Now, the White House has announced that, as part of his multi-faceted coronavirus mitigation program, “President Biden will direct the CDC to provide specific evidence-based guidance for how to turn the dial up or down relative to the level of risk and degree of viral spread in a community, including when to open or close certain businesses, bars, restaurants, and other spaces.”
Since October of last year, 24/7 Tempo has tracked the regulations imposed on restaurant operations, state by state. Because infection rates are extremely fluid, as is the government response to the pandemic in some places, the details change constantly. It is therefore always worth checking with a restaurant before assuming that the information here is still in effect.

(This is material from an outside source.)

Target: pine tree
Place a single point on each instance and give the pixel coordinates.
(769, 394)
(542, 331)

To find information on each state’s limits for indoor dining capacity and table size, mask requirements, and other COVID-19-related protocols, 24/7 Tempo consulted the National Restaurant Association’s Restaurant Law Center Official Return to Work State Guidelines for Foodservice Establishments (updated Jan. 15), the Coronavirus Restrictions and Mask Mandates for All 50 States published by the New York Times (updated Jan. 22), the State-by-State Guide to Face Mask Requirements published by the AARP (updated Jan. 19), the same organization’s List of Coronavirus-Related Restrictions in Every State (updated Jan. 22), and the State & Local COVID-19 Update for January 21, 2021 published by Husch Blackwell, an industry-centered law firm. We also drew on coronavirus websites and the texts of executive orders from most of the states represented here.